By Paolo Casertano
Paal Nilssen-Love is probably attempting to break down any former record for the highest number of albums a single man, in any conceivable line-up, has published or has taken part in. Since he’s been running his own acronymic label, things are going much more briskly for him.
He is well supported in this noble effort by a handful of musician friends. They share his same purpose and aim themselves to outdistance all the other contenders involved in this secret and not publically declared contest (e.g. Mats Gustafsson, Ingebrigt Håker Flaten, Ken Vandermark, Fred Lonberg-Holm). Who will prevail? And moreover, is this mathematically possible?
It seems they’re all trying to catch up his eminence Peter Brötzmann - the man who whispers to saxophones. However, Nilssen-Love is not yet forty…
The label has collected in less than five years, fifteen releases, where the founder incontrovertibly substantiates his whole paraphernalia of blasts and implosions through silences and screams, fractures and convergence, orthodox and innovative techniques. As a leader or as a sideman, in large ensembles or in his solo performances, always outlining a fil rouge, surprisingly heterogeneous and at the same time comfortably identifiable.

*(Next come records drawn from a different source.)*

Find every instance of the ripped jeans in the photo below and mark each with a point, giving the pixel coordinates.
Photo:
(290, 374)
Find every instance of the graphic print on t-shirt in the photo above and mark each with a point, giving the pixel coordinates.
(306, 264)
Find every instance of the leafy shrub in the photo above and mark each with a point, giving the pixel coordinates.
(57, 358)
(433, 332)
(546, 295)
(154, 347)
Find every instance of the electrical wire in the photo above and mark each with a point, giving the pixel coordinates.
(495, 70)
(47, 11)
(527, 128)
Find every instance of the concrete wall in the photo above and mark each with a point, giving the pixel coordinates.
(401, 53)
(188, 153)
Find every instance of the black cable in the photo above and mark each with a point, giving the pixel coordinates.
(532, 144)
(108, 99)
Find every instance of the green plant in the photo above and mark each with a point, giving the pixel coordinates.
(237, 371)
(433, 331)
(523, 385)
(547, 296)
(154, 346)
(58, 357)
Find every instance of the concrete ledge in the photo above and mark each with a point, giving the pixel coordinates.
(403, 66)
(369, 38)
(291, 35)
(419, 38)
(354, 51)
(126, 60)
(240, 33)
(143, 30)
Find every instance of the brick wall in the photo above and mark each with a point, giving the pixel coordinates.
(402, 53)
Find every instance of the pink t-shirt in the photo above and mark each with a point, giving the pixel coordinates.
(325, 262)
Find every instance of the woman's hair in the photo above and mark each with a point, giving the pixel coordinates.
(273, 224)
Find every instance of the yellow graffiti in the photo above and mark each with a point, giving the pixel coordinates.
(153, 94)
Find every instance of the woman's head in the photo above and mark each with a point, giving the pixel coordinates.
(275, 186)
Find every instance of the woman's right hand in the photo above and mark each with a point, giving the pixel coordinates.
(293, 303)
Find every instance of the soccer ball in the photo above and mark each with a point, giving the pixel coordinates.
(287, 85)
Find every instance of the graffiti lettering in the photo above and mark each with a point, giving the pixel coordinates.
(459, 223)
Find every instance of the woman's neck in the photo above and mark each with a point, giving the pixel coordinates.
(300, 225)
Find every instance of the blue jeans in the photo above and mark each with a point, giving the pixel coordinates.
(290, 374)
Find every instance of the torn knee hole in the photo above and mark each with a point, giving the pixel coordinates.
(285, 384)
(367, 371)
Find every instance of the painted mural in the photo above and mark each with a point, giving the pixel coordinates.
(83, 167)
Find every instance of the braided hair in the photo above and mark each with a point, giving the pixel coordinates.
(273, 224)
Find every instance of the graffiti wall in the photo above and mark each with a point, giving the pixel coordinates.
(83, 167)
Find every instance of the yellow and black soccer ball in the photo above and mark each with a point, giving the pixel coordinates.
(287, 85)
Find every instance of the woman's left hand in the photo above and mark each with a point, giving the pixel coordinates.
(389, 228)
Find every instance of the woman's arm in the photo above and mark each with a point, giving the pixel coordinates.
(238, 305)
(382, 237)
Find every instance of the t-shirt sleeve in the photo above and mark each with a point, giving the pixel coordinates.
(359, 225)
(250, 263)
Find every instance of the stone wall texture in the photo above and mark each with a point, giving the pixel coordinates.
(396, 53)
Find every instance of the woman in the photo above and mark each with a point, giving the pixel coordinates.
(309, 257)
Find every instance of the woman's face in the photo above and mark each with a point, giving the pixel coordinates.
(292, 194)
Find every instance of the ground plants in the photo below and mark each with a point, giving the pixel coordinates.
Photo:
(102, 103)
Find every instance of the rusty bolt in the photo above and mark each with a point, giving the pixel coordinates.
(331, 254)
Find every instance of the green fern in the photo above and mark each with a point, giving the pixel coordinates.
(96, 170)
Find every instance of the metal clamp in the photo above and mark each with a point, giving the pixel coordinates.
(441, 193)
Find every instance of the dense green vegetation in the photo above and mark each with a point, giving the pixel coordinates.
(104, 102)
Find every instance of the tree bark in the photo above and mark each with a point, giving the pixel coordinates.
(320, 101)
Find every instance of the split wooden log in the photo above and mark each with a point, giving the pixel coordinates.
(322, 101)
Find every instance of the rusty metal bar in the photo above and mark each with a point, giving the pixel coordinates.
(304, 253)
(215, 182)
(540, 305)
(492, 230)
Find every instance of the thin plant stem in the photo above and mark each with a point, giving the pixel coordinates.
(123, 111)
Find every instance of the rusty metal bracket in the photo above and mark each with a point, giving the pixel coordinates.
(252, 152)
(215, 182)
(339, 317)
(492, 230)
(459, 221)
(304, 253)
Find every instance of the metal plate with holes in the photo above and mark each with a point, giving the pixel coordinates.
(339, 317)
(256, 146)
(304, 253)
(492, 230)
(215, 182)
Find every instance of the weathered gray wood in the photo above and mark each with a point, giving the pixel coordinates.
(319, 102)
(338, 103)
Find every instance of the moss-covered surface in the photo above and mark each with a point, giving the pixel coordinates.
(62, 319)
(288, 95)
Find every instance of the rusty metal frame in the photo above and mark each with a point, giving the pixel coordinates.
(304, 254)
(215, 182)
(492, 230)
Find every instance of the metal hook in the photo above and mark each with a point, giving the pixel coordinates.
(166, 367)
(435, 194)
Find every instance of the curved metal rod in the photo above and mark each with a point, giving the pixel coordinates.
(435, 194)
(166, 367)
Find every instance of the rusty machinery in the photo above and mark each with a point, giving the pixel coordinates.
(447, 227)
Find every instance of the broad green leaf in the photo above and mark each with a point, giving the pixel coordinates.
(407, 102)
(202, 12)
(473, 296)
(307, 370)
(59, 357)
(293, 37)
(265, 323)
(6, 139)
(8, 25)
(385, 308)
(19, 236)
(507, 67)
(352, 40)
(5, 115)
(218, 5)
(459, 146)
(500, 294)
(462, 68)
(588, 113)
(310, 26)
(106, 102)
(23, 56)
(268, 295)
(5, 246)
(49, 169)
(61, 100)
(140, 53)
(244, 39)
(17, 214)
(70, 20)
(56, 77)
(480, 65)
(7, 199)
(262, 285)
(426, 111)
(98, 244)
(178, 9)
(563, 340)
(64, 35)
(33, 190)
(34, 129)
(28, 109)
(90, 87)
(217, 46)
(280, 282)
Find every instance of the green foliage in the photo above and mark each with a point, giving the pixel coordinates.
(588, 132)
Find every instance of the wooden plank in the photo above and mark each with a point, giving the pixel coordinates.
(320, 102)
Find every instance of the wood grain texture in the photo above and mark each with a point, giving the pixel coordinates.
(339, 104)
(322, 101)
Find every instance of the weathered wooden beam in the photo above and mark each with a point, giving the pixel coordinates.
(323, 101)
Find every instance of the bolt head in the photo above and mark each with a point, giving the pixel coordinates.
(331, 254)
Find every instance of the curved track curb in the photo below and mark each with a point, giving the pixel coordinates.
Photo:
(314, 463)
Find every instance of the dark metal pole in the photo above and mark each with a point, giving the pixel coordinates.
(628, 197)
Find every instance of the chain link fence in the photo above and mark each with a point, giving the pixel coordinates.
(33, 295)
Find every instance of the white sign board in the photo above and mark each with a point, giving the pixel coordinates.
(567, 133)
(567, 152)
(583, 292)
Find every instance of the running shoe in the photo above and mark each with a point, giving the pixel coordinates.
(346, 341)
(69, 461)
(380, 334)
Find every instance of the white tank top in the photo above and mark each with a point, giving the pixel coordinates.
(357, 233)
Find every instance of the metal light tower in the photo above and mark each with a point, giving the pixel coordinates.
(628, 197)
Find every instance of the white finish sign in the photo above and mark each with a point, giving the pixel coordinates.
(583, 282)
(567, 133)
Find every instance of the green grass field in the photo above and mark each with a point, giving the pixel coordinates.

Packaging of releases as mini vinyl LP in gatefold sleeve is also significant. Should I find a weak point in the whole project, I would say cover art might be definitely improved. But maybe this can be forgiven and maybe again Wizard Brötzmann still has to teach something to this group of excellent musicians he has contribute with no exception to grow and affect.
Such an amount of releases could in some cases bring a lowering of overall quality. In my opinion this has never happened with Paal Nilssen-Love.
Paal Nilssen-Love is joined by his long time pal Lasse Marhaug on turntables and electronics and by Maja Ratkje, with her ghostly voices and manipulation devices, for a captivating journey in the realm of improvisation.
When you are familiar with the style of a musician, your listening ability is necessarily shaped by habit. It’s maybe easier to recognize the path and the development that the artist is building and following, and - I believe - this may be in some way as encouraging for the listener as it is for the musician himself. At the same time it become more difficult to be surprised by choices and patterns he decides to display.
In some other cases, anyway, even the absence of recognizable elements - here a real noise burst - can work as a central thread and a decoding key for an album. We could then summarize saying that sometimes a non-event is as much relevant as a known and predictable event. Or better again that, especially for a supporter as I am, the fact the these three great “ear torturers” - lovely speaking - are not choosing the easiest and usual way to catch my attention, is the real value of the album. Reporting it to literature, in “The curious incident of the dog in the night-time”, for example, the fact drawing Holmes attention is exactly that the hound does not bark. That’s what happened to me here.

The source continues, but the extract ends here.